03.12.2024
Visusbeeinträchtigungen durch Makulaödeme: Zusatznutzen von Faricimab nicht belegt
Der Hersteller versäumt es, eine Studie aufzulegen, in der das Dosierungsschema individuell angepasst werden kann, so wie von der Fachinformation vorgegeben.
Erneut zeigt sich: Wenn keine relevante Studie vorliegt, dann meist nicht deshalb, weil es nicht möglich ist, sondern deshalb, weil der Hersteller sich bewusst dagegen entscheidet. Hier muss der Gesetzgeber beim AMNOG dringend nachsteuern, damit in Zukunft mehr versorgungsrelevante Studien durchgeführt werden.
Seit Juli 2024 ist Faricimab in Europa auch zur Behandlung von Visusbeeinträchtigungen durch Makulaödeme infolge eines retinalen Venenverschlusses zugelassen. Das Institut für Qualität und Wirtschaftlichkeit im Gesundheitswesen (IQWiG) hat nun in einer frühen Nutzenbewertung untersucht, ob Faricimab den Patientinnen und Patienten Vorteile gegenüber Ranibizumab oder Aflibercept bietet. Der Hersteller legte jedoch keine geeigneten Daten vor. Daher gibt es keinen Nachweis für einen Zusatznutzen von Faricimab gegenüber den Vergleichstherapien.
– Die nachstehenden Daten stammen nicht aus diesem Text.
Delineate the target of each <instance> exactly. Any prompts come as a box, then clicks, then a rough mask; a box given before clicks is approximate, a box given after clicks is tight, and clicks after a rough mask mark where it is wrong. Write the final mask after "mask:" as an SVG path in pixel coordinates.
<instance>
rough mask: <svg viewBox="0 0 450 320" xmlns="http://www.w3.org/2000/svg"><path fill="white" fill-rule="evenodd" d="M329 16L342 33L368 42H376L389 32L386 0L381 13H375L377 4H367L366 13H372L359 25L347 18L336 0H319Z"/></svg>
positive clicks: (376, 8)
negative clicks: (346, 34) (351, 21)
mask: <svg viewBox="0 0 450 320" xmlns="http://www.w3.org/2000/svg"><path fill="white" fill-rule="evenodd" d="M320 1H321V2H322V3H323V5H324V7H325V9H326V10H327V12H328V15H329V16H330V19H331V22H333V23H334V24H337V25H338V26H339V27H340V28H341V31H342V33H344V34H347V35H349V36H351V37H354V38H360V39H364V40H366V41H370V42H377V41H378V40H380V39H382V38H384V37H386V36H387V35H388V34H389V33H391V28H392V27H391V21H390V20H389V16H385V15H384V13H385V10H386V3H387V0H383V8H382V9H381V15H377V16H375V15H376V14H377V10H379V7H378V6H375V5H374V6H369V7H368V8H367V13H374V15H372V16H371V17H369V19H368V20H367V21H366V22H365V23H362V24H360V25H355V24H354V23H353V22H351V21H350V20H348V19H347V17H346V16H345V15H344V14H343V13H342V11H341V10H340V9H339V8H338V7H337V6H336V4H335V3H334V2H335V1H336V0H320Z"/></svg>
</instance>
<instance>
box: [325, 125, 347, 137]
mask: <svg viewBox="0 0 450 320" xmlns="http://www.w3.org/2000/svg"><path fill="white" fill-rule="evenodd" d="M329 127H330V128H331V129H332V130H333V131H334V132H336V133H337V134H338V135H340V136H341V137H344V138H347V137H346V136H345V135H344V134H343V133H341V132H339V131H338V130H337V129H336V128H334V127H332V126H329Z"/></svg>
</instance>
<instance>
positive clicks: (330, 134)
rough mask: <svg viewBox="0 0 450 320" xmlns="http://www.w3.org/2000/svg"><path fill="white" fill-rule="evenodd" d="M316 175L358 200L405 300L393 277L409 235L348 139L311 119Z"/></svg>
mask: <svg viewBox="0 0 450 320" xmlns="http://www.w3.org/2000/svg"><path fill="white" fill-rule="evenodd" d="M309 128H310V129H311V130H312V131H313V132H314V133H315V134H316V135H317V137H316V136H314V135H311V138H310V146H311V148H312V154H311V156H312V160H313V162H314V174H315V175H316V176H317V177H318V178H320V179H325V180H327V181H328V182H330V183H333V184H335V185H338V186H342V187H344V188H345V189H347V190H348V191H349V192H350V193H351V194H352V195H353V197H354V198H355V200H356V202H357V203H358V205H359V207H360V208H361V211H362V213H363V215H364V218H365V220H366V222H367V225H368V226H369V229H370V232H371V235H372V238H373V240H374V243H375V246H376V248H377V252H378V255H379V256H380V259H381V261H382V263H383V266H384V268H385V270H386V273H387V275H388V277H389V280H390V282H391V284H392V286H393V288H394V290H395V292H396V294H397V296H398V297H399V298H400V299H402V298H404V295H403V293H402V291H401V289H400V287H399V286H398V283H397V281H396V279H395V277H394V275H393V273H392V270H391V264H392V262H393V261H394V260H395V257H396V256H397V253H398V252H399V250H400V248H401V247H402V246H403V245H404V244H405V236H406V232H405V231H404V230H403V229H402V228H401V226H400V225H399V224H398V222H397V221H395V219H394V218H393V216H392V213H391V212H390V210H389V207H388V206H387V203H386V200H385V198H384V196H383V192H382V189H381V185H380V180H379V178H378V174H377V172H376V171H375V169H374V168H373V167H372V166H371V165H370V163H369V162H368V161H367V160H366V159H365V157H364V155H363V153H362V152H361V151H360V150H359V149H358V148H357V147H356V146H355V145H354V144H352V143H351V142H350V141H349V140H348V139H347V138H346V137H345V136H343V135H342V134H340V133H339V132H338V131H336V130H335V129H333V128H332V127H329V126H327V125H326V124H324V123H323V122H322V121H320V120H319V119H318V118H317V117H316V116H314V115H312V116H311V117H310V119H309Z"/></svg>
Zwar reichte der Hersteller mit seinem Dossier Ergebnisse der abgeschlossenen RCTs (Randomized Controlled Trials) BALATON und COMINO ein, in denen Faricimab und Aflibercept miteinander verglichen wurden. Jedoch entsprachen die Behandlungsschemata in beiden Studien nicht den Vorgaben der Fachinformationen: Die Patientinnen und Patienten wurden auch bei stabilem Befund weiterbehandelt, eine individuelle Anpassung der Dosierungsschemata war in der Studienphase, in der Faricimab mit Aflibercept verglichen wurde, nicht möglich. Somit waren die Studien nicht für die Nutzenbewertung geeignet.
Hintergrund: Gemäß jeweiliger Fachinformation sollte die Behandlung mit Faricimab oder Aflibercept zunächst alle vier Wochen erfolgen, wobei möglicherweise drei oder mehr aufeinanderfolgende monatliche Injektionen erforderlich sind. Anschließend sollte die Behandlung individuell entsprechend eines „Treat-and-Extend“-Dosierungsschemas angepasst werden, abhängig von der Krankheitsaktivität. Anhand der Daten, unter anderem zur bestkorrigierten Sehschärfe, ist zu erkennen, dass bei einem großen Anteil der Patientinnen und Patienten in den Studien BALATON und COMINO bereits nach acht bis zwölf Wochen eine Stabilisierung erreicht wurde. Laut Studiendesign war eine individuelle Anpassung des Dosierungsschemas aber erst in der zweiten, nicht mehr vergleichend angelegten Studienhälfte ab Woche 24 möglich, in der zudem alle Patientinnen und Patienten eine Therapie mit Faricimab erhielten. Demnach ist ein relevanter Anteil der Patientinnen und Patienten – trotz stabilen Befundes – mit einem unveränderten Behandlungsschema weiterbehandelt worden und es liegen keine Daten zu einem Vergleich von individualisierten Dosierungsschemata von Faricimab und Aflibercept vor.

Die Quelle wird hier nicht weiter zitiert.